Held in conjunction with the gallery exhibition Soundings: A Contemporary Score, this series is as much an exploration of sound as of the moving image, focusing on documentary and "essay" films that take viewers to unusual sonic realms. For Evaporated Music, Philip Brophy composed alien sounds that perfectly match well-known performers' movements and vocalizations culled from pre-existing imagery. Aaron Aites and Audrey Ewell's Until the Light Takes Usexplores the Norwegian black metal scene. Alfredo Jaar's Muxima is a visual lamentation in the form of cantos dedicated to the people of Angola. Iain Forsyth and Jane Pollard's Fucked Up Lover, in which 12 friends describe specially made mix tapes, is presented with their video for Nick Cave's "Dig, Lazarus, Dig!" Luke Fowler's programs reveal how he regularly collaborates with sound artists to examine time-based alliances.

Click here for full description and screening schedule.

MoMA Presents: Sebastián Silva and Pedro Peirano's Old Cats
August 20-26

Isadora, an octogenarian living comfortably with her husband and two cats, suddenly finds herself fighting a battle on two fronts when the onset of dementia arrives at the same time that her daughter's attempt to scheme the landlord seems to require that Isadora sign over the lease on her Santiago apartment. Unfolding with black humor and empathy in equal measure, the film emphasizes both the confusion in Isadora's psyche and the claustrophobia of her domestic landscape. A hit at the Cannes and New York film festivals in 2010, this is the film's long-awaited theatrical run in the U.S.

Click here for full description and screening schedule.

MoMA Presents: Santiago Mitre's The Student
August 22-28

Winner of Special Jury Prizes at BAFICI (Buenos Aires) and Locarno, and a highlight of the New York Film Festival, Santiago Mitre's El estudiante (The Student) (2011) is a tense and shrewdly observed political drama about the still-unhealed wounds of Argentina's Dirty War, and the clash between old-guard Peronists and a younger generation of leftist activists in Buenos Aires today. Writer-director Mitre's debut feature charts the political awakening of a student at the University of Buenos Aires.

Click here for full description and screening schedule.

ContemporAsian
Throughout July and August

ContemporAsian, MoMA's showcase of Asian cinema, typically features weeklong engagements of films that capture the various styles, histories, and changes in Asian cinema. In July we present Vincent Sandoval's Apparition, a stylistically and thematically unique film from the exciting Philippine cinema scene.
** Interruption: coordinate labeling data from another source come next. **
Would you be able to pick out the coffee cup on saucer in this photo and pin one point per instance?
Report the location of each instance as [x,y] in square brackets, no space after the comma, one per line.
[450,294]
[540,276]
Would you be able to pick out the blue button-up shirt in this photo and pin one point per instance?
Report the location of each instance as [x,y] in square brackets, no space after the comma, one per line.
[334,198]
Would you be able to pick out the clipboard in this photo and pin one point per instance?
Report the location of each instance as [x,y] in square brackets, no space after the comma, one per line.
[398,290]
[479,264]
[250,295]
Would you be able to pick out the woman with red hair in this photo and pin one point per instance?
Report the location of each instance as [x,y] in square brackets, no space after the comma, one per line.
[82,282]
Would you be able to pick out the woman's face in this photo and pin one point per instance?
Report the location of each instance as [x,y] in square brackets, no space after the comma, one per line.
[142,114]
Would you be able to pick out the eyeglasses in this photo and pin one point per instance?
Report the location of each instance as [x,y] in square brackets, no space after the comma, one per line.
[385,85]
In August, Focus on South Korea, a special multifilm program, celebrates one of the most successful national cinemas on the global film circuit.

Click here for full description and screening schedule.

An Auteurist History of Film
Throughout July and August

This ongoing screening cycle is intended to serve as both an exploration of the richness of the Museum's film collection and a basic introduction to the emergence of cinema as the predominant art form of the twentieth century. The auteurist approach to film-articulated by the critics of Cahiers du Cinéma in the 1950s and brought to America by Andrew Sarris-contends that, despite the collaborative nature of the medium, the director is the primary force behind the creation of a film.